If a business owner said to you that they run their business without a financial plan, what would you think? You’d think they were incompetent. Or perhaps lazy? Or both?
But what do most families do?
When you think about it, a family is actually a mini business. There is income, there are expenses and there is, hopefully, something left over to invest and to enjoy.
So why don’t most families operate to a plan?
After all, a personal plan helps you to see your financial direction and helps you stay (or get back!) on track. It’s a great comfort.
One reason some people don’t put together a plan is a feeling of overwhelm, of being too busy, of feeling like life is too complex to keep track of all that.
The good news is we can support you through the whole process and make it easy for you.
But before we look at the ‘how‘ aspects, let’s consider 3 more reasons why a personal financial plan is such an important tool to help you achieve your financial goals and dreams.
1. Most of your money is already spoken for long before you get it
The money you earn has already been promised to keep the electricity on, make loan repayments and pay for insurance. Most of what many people think of as budgeting is really honouring the commitments you have already have.
Now since we are all honest people and plan to pay these bills, the first step is to track these bills and see what is left over for your day-to-day living.
2. Your day-to-day living money is spread all over the place…
Some of your day-to-day living money is in the bank. Some is in your purse or wallet. Some is with your partner or children if you have them.
You need a simple system that allows you to track day-to-day expenses such as fuel for your car, shopping and your discretionary spending expenses.
We suggest you don’t attempt to keep track of every cent of your day-to-day living money. It’s not worth the effort for the benefit you’d get out of that level of detail.
Instead, identify your main day-to-day expenses and make allowance for all other minor day-to-day expenses as a total expense.
Here’s a key: You need a system that is so easy to use that you keep using it.
3. The Number 1 reason people give up is that they don’t have the right attitude
It’s ALL in the attitude!
Have you ever attempted to create a personal financial plan and given up in frustration? What is the reason your attempt failed?
Think about this…
One of the top reasons—if not the top reason—so many people give up is perspective.
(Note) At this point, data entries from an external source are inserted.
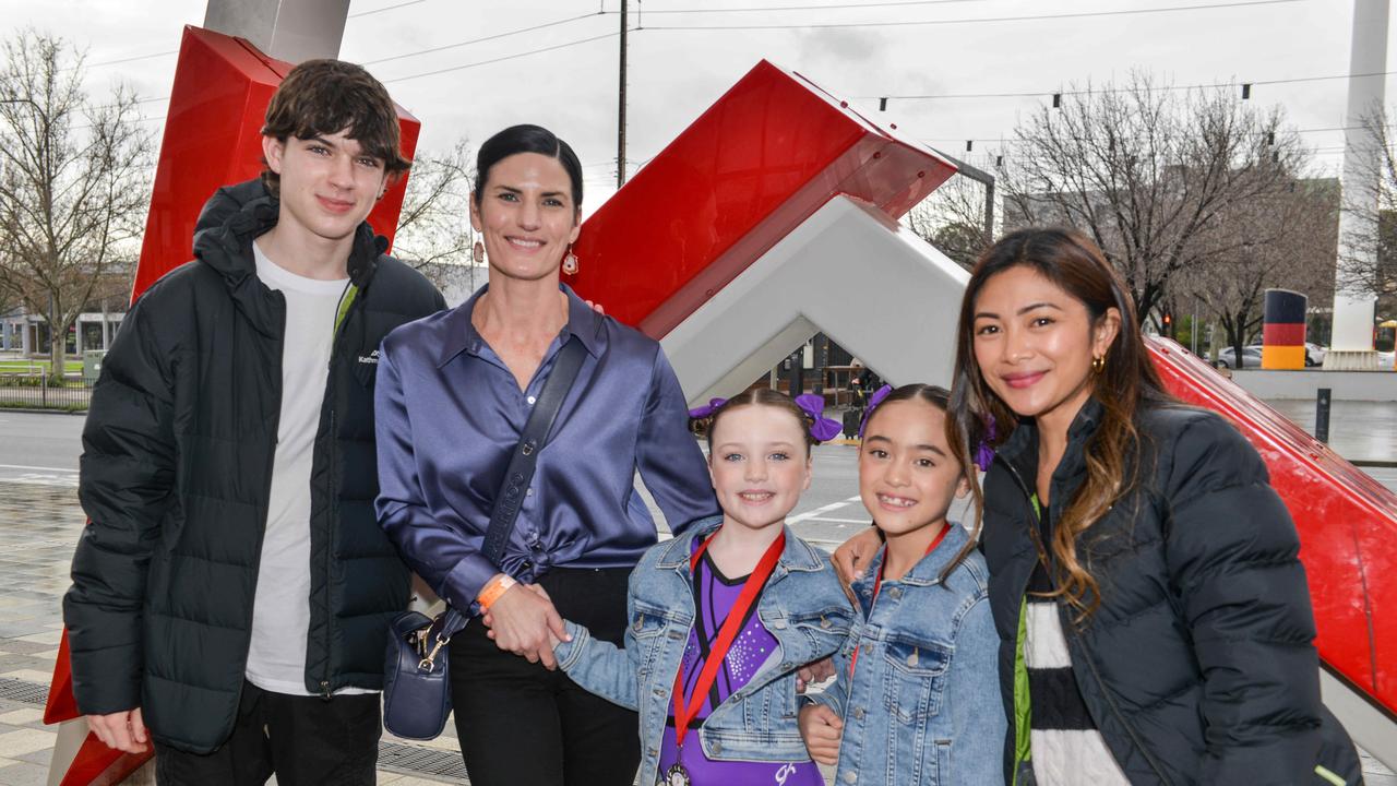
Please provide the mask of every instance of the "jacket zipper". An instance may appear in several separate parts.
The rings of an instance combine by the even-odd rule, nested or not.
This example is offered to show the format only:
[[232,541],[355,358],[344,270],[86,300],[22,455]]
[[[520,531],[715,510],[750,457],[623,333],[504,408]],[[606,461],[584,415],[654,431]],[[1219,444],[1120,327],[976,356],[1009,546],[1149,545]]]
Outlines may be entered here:
[[[272,296],[274,298],[279,296],[279,295],[281,295],[279,292],[277,292],[275,290],[272,290]],[[272,415],[271,415],[272,460],[267,462],[267,474],[263,478],[263,499],[265,502],[263,503],[263,510],[261,510],[261,526],[257,527],[257,559],[258,559],[258,565],[257,565],[257,573],[253,576],[253,599],[257,597],[257,585],[261,582],[261,550],[263,550],[263,545],[265,545],[265,543],[267,543],[267,516],[270,515],[270,508],[271,508],[271,481],[272,481],[272,474],[274,474],[274,471],[277,469],[275,467],[275,464],[277,464],[277,460],[275,460],[277,459],[277,445],[281,443],[281,436],[279,436],[279,429],[281,429],[281,401],[285,397],[285,390],[282,390],[282,387],[281,387],[279,375],[281,375],[281,364],[285,362],[285,359],[286,359],[286,312],[285,312],[286,301],[285,299],[282,299],[281,308],[282,308],[282,315],[281,315],[281,347],[277,351],[277,373],[278,373],[277,406],[272,407]],[[247,642],[249,642],[247,646],[250,649],[251,648],[251,617],[250,615],[247,618],[247,634],[249,634],[249,636],[247,636]],[[243,652],[243,671],[247,670],[247,655],[249,655],[247,652]],[[237,703],[235,706],[240,706],[242,705],[242,701],[243,701],[243,687],[246,684],[247,684],[247,678],[246,677],[243,678],[242,683],[237,684]],[[222,747],[222,745],[219,745],[219,747]]]
[[[995,457],[1000,459],[997,455]],[[1000,459],[1000,462],[1006,467],[1009,467],[1009,474],[1013,476],[1014,483],[1018,485],[1018,491],[1021,491],[1024,494],[1024,499],[1028,502],[1028,508],[1034,510],[1034,526],[1035,527],[1041,527],[1042,519],[1038,516],[1037,509],[1034,509],[1032,494],[1028,491],[1028,485],[1024,483],[1024,477],[1021,474],[1018,474],[1018,469],[1014,467],[1014,464],[1010,463],[1009,459]],[[1025,587],[1025,592],[1027,592],[1027,587]],[[1058,604],[1059,624],[1063,625],[1063,632],[1065,634],[1067,631],[1071,631],[1071,638],[1078,642],[1078,645],[1080,645],[1080,648],[1083,650],[1083,660],[1087,662],[1087,669],[1091,670],[1091,677],[1097,681],[1097,689],[1099,689],[1101,695],[1105,696],[1106,706],[1111,708],[1111,713],[1116,716],[1116,720],[1120,722],[1120,726],[1125,727],[1125,730],[1126,730],[1127,734],[1130,734],[1132,744],[1134,744],[1136,750],[1140,751],[1144,755],[1144,759],[1147,762],[1150,762],[1150,768],[1154,769],[1154,773],[1160,776],[1160,780],[1162,780],[1164,783],[1171,783],[1169,778],[1165,776],[1165,773],[1164,773],[1162,769],[1160,769],[1160,764],[1154,759],[1154,755],[1140,741],[1140,736],[1136,733],[1134,726],[1132,726],[1130,722],[1126,720],[1125,715],[1120,712],[1120,708],[1116,706],[1115,696],[1111,695],[1111,689],[1106,688],[1105,681],[1101,678],[1101,673],[1097,670],[1097,663],[1085,652],[1087,645],[1081,641],[1081,636],[1077,635],[1076,627],[1070,625],[1071,621],[1063,618],[1065,614],[1066,613],[1062,608],[1062,604]],[[1073,664],[1076,664],[1076,660],[1073,660]],[[1098,733],[1099,733],[1099,729],[1098,729]]]
[[[330,642],[334,641],[334,636],[330,632],[330,627],[334,625],[335,615],[334,615],[334,611],[330,608],[330,597],[328,597],[328,594],[330,594],[330,575],[331,575],[331,571],[334,568],[334,561],[335,561],[335,557],[334,557],[334,524],[335,524],[335,520],[338,520],[338,512],[339,512],[339,453],[337,450],[337,448],[339,445],[339,418],[338,418],[338,413],[335,411],[335,404],[338,401],[338,397],[337,397],[337,392],[338,392],[337,387],[338,386],[337,386],[337,380],[335,380],[335,358],[337,358],[337,355],[339,352],[339,348],[342,345],[342,338],[345,336],[345,331],[349,329],[351,316],[358,309],[359,302],[362,299],[362,298],[359,298],[359,290],[358,290],[358,287],[355,287],[353,284],[349,284],[349,287],[345,288],[345,292],[349,296],[349,302],[342,306],[344,308],[342,312],[341,312],[339,306],[335,308],[335,331],[334,331],[334,340],[330,344],[330,368],[326,371],[326,401],[330,403],[330,432],[327,434],[327,439],[328,439],[328,443],[330,443],[328,445],[328,448],[330,448],[330,459],[328,459],[328,466],[326,467],[326,470],[328,471],[328,476],[330,476],[330,488],[327,490],[327,492],[328,492],[327,503],[328,503],[330,513],[328,513],[328,519],[326,520],[326,585],[324,585],[326,586],[324,592],[326,592],[326,596],[327,596],[326,597],[326,643],[324,643],[324,646],[326,646],[326,667],[324,667],[324,671],[320,676],[321,677],[320,678],[320,696],[323,699],[326,699],[326,701],[330,701],[330,696],[331,696],[331,688],[330,688]],[[344,299],[344,296],[345,295],[341,295],[341,299]]]

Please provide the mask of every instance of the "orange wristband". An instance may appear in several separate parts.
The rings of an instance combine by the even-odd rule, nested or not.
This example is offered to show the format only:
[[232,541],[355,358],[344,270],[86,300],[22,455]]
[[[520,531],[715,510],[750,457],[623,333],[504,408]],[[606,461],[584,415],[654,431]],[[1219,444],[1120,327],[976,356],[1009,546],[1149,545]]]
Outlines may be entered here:
[[518,582],[514,580],[514,576],[500,573],[489,582],[485,582],[485,586],[481,587],[481,594],[475,596],[475,601],[481,604],[481,610],[489,611],[490,606],[493,606],[502,594],[517,583]]

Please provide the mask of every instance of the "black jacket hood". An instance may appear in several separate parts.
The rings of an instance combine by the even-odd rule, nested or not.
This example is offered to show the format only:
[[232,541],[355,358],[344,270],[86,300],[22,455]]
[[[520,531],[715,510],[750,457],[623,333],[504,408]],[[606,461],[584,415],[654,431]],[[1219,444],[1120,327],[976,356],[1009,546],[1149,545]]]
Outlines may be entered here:
[[[253,239],[277,225],[279,211],[278,200],[260,178],[218,189],[194,224],[194,257],[217,270],[236,292],[257,270]],[[387,238],[374,235],[367,221],[359,224],[349,252],[351,284],[367,287],[379,256],[387,250]]]

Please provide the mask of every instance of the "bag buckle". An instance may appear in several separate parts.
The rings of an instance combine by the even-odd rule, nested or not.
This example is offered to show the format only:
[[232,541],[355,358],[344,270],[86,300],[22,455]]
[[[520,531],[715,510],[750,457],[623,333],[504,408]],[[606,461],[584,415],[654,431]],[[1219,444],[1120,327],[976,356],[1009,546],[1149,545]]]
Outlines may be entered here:
[[[422,636],[426,639],[426,635]],[[432,652],[426,653],[422,660],[418,662],[418,671],[432,671],[433,662],[436,660],[436,653],[441,652],[441,648],[451,639],[443,639],[437,636],[436,645],[432,646]],[[423,642],[425,643],[425,642]]]

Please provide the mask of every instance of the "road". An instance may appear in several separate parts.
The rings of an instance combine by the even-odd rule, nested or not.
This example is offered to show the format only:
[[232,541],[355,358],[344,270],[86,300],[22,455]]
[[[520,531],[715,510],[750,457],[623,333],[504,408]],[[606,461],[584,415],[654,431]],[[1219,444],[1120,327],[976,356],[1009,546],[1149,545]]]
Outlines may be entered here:
[[0,410],[0,481],[75,484],[85,421]]

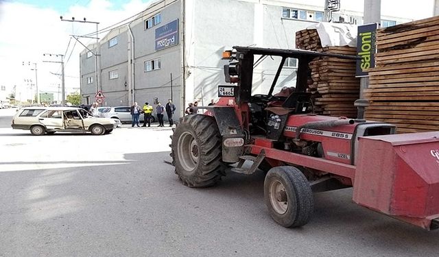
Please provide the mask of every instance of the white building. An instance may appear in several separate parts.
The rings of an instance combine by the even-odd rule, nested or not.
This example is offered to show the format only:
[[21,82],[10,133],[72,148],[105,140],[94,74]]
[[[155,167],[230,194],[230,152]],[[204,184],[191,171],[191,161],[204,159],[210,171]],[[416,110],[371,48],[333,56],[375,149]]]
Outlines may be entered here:
[[[296,32],[322,21],[324,4],[323,0],[158,1],[102,38],[97,58],[97,44],[88,47],[91,52],[81,53],[83,102],[94,101],[97,90],[106,97],[104,106],[172,98],[181,116],[189,102],[202,106],[217,99],[227,63],[221,60],[223,51],[235,45],[293,49]],[[342,6],[333,21],[362,24],[362,6],[351,6],[351,10]],[[411,21],[381,18],[385,25]],[[294,60],[287,65],[291,72],[281,77],[284,84],[295,82]],[[261,66],[255,77],[269,81],[275,73],[270,69]]]

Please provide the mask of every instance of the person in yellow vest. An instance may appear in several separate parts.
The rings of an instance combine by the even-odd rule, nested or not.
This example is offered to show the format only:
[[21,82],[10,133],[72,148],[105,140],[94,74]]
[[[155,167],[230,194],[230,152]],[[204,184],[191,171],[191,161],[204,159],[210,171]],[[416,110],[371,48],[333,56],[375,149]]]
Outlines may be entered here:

Question: If you think of it as a penny-pinching sacrifice instead of a means for achieving your financial goals and dreams, how long are you likely to stick with it?
Answer: Probably not very long.
It’s like the difference between going on a diet and eating healthily. One is negative and restrictive; the other is positive and allows you to indulge every now and then and yet still achieve your goals.
To increase your chances of success, work on your perspective first.
Many people refuse to plan because of the negative connotation. If you’re one of them, try thinking of it as a ‘spending plan’ instead of a ‘budget’. Once you’ve attempted and failed, the bad feelings associated with any type of failure can keep you from trying again. Don’t give up!
Let’s face it. Money is a tool that enables you to reach your goals in life. But the cold hard reality is that until you know where your money goes, you can’t make conscious decisions about how to use this tool effectively.
A budget (or spending plan!) shows you exactly where your money goes and provides a clear plan that lets you save for the things that are important to you: a new house, a new car, a comfortable retirement, a tertiary education, high quality health care, travel, or whatever your particular goals and dreams happen to be.
And that’s exciting.
Whatever YOU decide you want to save for and achieve, you can. With the right perspective, a focus and a plan.